Testing Notes
AGP and PCI Locking
Our first task was to answer the big questio: does the nforce 3 250 chipset lock both the AGP and PCI Bus? In short, the answer is yes.As described earlier the BIOS only enabled us to set the AGP bus speed, there was no mention of PCI. As the SATA RAID is now controlled by the chipset I was unsure whether it had any relationship to the PCI bus. I therefore needed to try and check the PCI bus speed using another method. Two tests came to mind. Firstly Gigabyte's Easytune4 software, a Windows-based application that enables changing front side bus speed, Vcore, DDR bus speed, AGP bus speed and PCI bus speed. Secondly we changed the graphics to an old Matrox PCI card which, from previous experience, hates any increase in bus speed. Once the system was booted with an increased front side bus speed, the Gigabyte software confirmed that both the AGP and PCI bus speeds were locked at 66MHz and 33MHz respectively.
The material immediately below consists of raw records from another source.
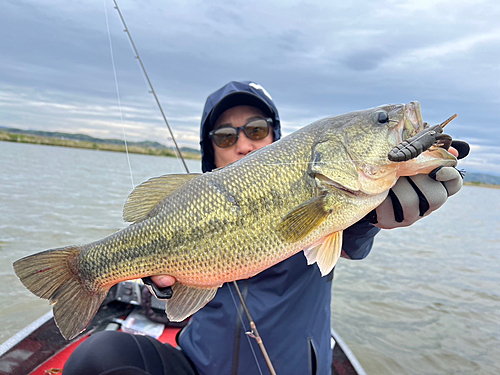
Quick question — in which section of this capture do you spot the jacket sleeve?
[342,219,380,259]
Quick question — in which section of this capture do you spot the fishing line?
[102,0,135,189]
[227,283,264,375]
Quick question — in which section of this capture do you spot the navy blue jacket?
[179,220,379,375]
[183,81,379,375]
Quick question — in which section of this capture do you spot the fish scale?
[14,102,456,338]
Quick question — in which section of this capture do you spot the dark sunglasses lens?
[213,128,237,148]
[245,120,269,141]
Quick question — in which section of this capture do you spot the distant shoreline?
[0,129,500,189]
[0,129,201,160]
[464,181,500,189]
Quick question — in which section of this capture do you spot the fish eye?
[373,111,389,124]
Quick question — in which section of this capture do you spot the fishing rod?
[113,0,276,375]
[113,0,189,173]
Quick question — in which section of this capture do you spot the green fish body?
[14,102,457,339]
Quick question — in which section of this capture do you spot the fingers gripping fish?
[14,102,457,339]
The PCI graphics card was also quite happy at all the front side bus speeds we tried, thus proving that the PCI bus is indeed locked.
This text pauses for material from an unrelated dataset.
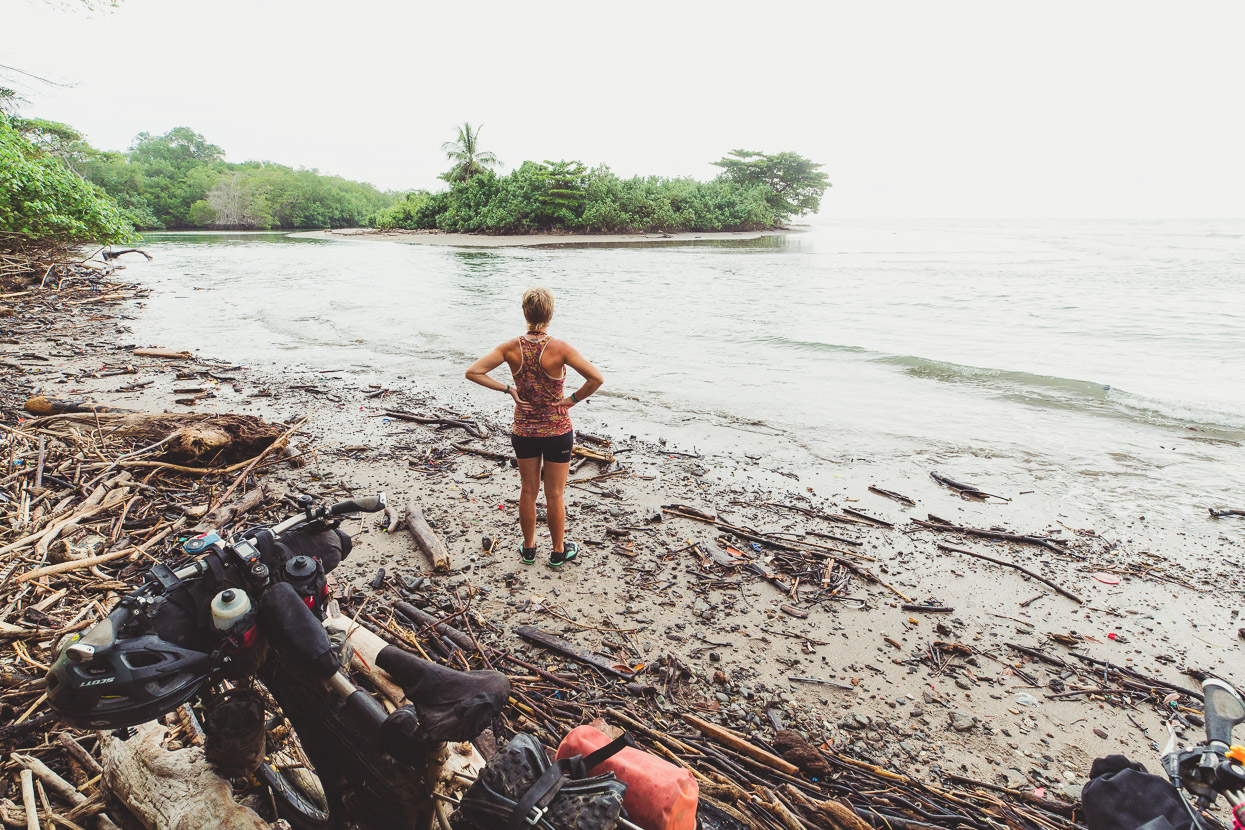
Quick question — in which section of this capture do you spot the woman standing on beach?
[467,287,605,567]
With the reassurance of a locked PCI bus, the next task was to set about seeing just what the AMD Athlon 64, coupled with the Nforce 3 250 chipset, can do. Overclocking is about taking things one step at a time and gradually building a picture of peak performance. I started by seeing just how far I could take the processor's driven clock, with the processor running at stock voltage. Then the fun really began as I ramped up the voltage and got ready to toast my toes on some hot heatsinks.